Cover-art Triptych


Hergé: Prisoners of the Sun

Seven Crystal Balls break first, with terrors—
Lightning vaporizes Rascar Capac
And leads us south into Andean errors
While the maidens chant to Pachacamac.

You have to have read it to have known it;
The Inca splendor, glimpsed in perfect art.
Truth recognized, and Hergé has shown it . . .
Calculus and Haddock: both play their part.


Hermann Hesse: Demian

For this gnostic nonsense, I drank and smoked alone. . .
wore scarves, became a misfit, took drugs, lived Art;
wandered at night in some existential zone
and saw myself a sufferer who dwelt apart.


Laing: The Politics of Experience

This Scottish doctor made me lose my way;
The psychedelic artwork had me fooled.
Yet I love the cover-art to this day . . .
(Though it took me a while to get un-schooled.)


PROMPT #1:
try to write a poem based on a book cover

Beastly Limericks Prompted

I’m lacking motivation for National Poetry Writing Month, April 2023.
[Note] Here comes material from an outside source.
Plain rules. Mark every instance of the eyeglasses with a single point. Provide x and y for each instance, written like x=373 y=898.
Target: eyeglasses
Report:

The inane prompts will bring on paroxysms of poetry-rage… I already expect that.
But at least I can bring forth from my storehouse certain drafts I have had sitting around since last May, as well as attempt to follow some of the prompts.
This first one is tolerable enough:

Bonobos and Seahorses mate
in a very peculiar state.
First they raise up a flag—
then they dress up in drag
to attack and accuse and berate.

Let the rainbow resume its old role
Or we’ll have to call damage control;
It’s a sign from above;
Yes, it’s true God is love,
but He may not forgive your lost soul.


EARLY BIRD PROMPT:
write a poem that plays with the idea of a fun fact.